Applied Science - Built Environment (4) Lab
 OBJECTIVES: Discovering methods of communications. Exploring how society communicates. VOCABULARY: circuit communication Morse Code telegraph MATERIALS: alligator clips lamp holder battery pack and batteries bulb metal tacks or push pins or switches paper clips piece of cardboard Students communicate using the Morse code.
 BACKGROUND: Communication was made possible by a telegraph. Sending information through a wire was big step forward in developing our current communication system. Although the telegraph, as represented in this lab, is not used as much as it was, its other uses such as the transmission of documents (FAX machines) have invaded the business market. The principle of the telegraph is still used, students just don't realize the impact to our society PROCEDURE: Emphasize that electromagnets are very important, as discussed in previous activities. This lab gives students hands-on experience with an electromagnet and knowledge about how it works.    First, draw the following diagram on the board to refresh student's memory of an electromagnet.    Use the model of the telegraph to demonstrate how it works, especially if this material was omitted in the PRE LAB. Go over how a telegraph was built and try to communicate with students using the Morse code.
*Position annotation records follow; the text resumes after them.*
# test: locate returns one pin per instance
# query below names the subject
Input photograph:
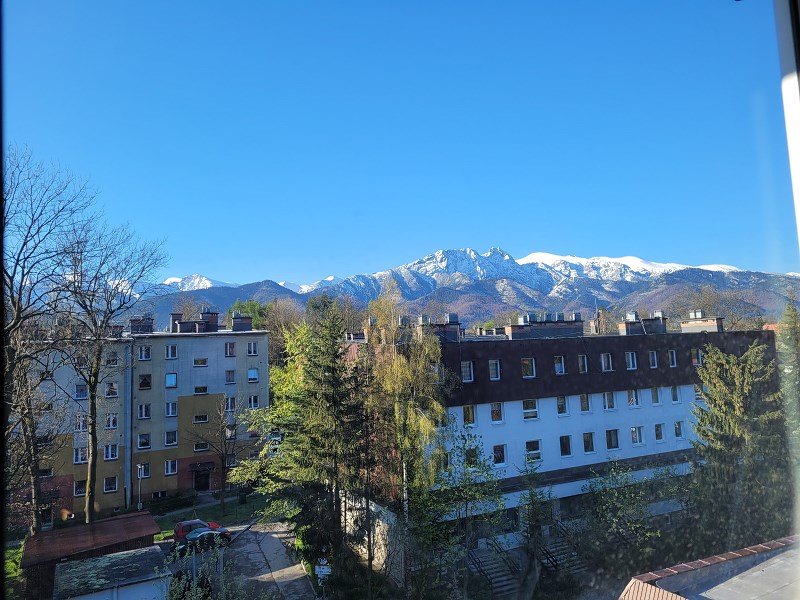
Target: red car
(183, 528)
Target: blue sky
(292, 140)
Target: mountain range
(480, 285)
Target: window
(144, 411)
(637, 435)
(110, 452)
(110, 484)
(528, 368)
(560, 365)
(533, 450)
(612, 439)
(145, 381)
(469, 414)
(466, 371)
(80, 455)
(499, 455)
(530, 409)
(565, 443)
(654, 397)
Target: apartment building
(171, 410)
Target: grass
(235, 514)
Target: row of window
(530, 407)
(560, 364)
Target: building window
(497, 412)
(80, 455)
(145, 381)
(637, 435)
(612, 439)
(111, 421)
(466, 371)
(528, 368)
(565, 443)
(560, 365)
(469, 414)
(656, 399)
(110, 452)
(494, 370)
(588, 442)
(530, 409)
(533, 450)
(499, 455)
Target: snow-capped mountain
(196, 282)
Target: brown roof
(56, 544)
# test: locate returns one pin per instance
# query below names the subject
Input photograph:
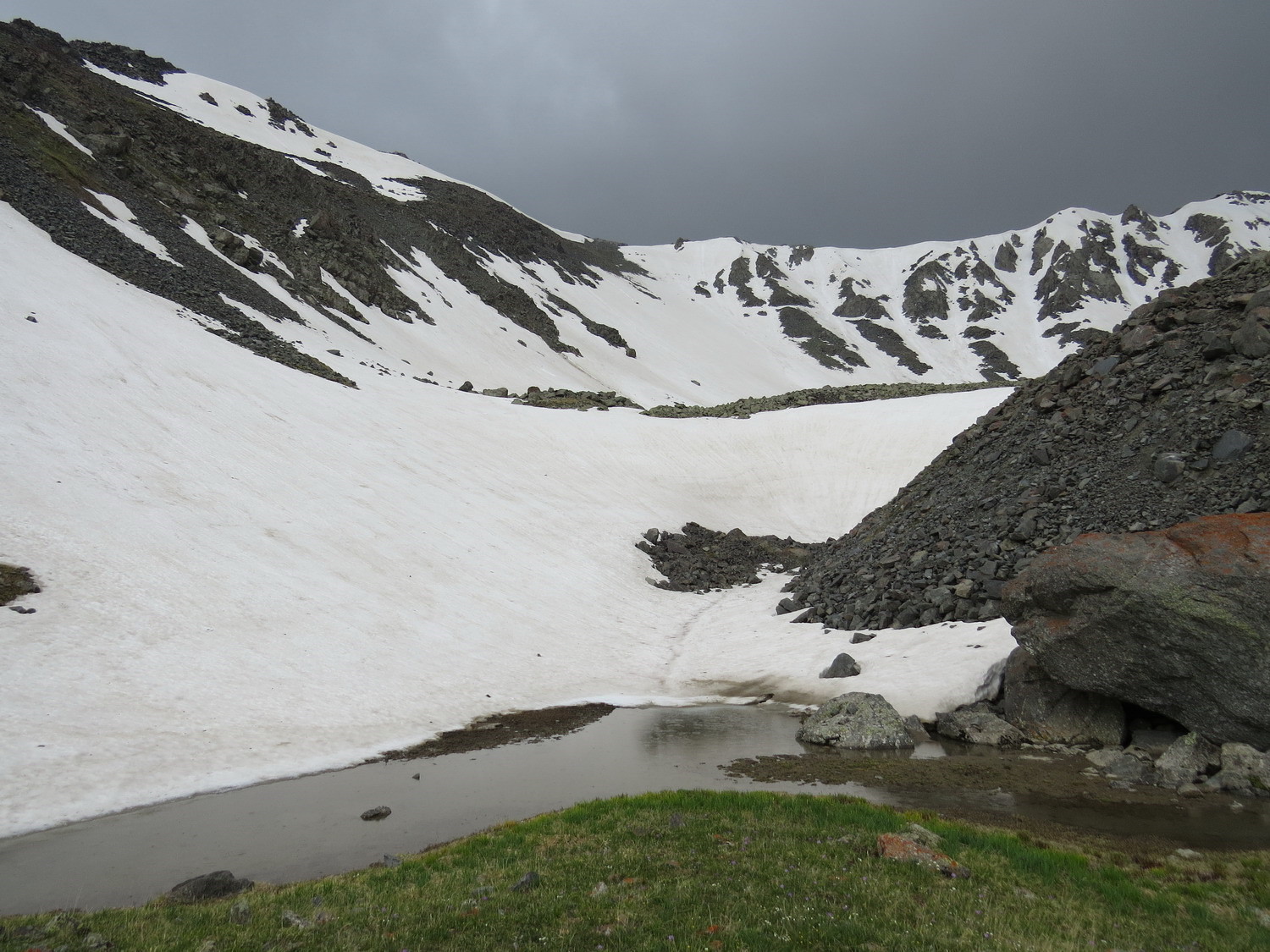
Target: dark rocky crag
(168, 169)
(704, 560)
(1173, 621)
(1161, 421)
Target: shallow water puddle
(312, 827)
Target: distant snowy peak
(257, 223)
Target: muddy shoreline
(1039, 777)
(1034, 774)
(495, 730)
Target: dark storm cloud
(831, 122)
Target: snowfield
(251, 573)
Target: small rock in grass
(893, 845)
(213, 885)
(919, 834)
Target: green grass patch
(705, 870)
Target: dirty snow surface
(251, 573)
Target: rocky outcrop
(703, 560)
(978, 724)
(856, 721)
(853, 393)
(1185, 759)
(1165, 421)
(1049, 713)
(213, 885)
(1173, 621)
(15, 581)
(842, 667)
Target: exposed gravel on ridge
(1161, 421)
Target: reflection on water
(310, 827)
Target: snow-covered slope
(244, 213)
(251, 573)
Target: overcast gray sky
(860, 124)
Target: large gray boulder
(1245, 771)
(1049, 713)
(1173, 621)
(978, 725)
(1186, 758)
(856, 721)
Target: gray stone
(916, 729)
(1123, 764)
(1231, 446)
(1251, 339)
(1049, 713)
(1173, 621)
(1155, 740)
(842, 667)
(856, 721)
(213, 885)
(978, 726)
(1245, 769)
(1168, 467)
(1185, 759)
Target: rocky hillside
(1163, 421)
(257, 221)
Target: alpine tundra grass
(708, 871)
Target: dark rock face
(856, 721)
(977, 724)
(15, 581)
(1173, 621)
(1156, 424)
(842, 667)
(1049, 713)
(215, 885)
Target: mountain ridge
(295, 223)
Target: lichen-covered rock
(1173, 621)
(1049, 713)
(977, 725)
(1245, 769)
(1128, 766)
(1186, 758)
(856, 721)
(908, 850)
(842, 667)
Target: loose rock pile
(568, 399)
(703, 560)
(1173, 621)
(855, 393)
(1161, 421)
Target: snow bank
(251, 573)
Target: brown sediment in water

Use simple words.    Following directions on the lab sheet, students will make a switch using tacks, a paper clip, and cardboard. They should then use the alligator clips, a bulb, a bulb holder, battery, and switch to make a set up as shown in the diagram. Press the bent metal switch down on the tack. Release it. When the switch is pressed, the circuit is complete and the light flashes on. When the switch is released, the circuit is broken; the switch will spring up and away from the screw and the light will go off.    Students can practice the Morse code using this "mini" light telegraph. Make sure students know that there is no electromagnet in this exercise. A real telegraph can transmit information much farther than the simple circuit light telegraph because of the electromagnet which pulses a "sounder."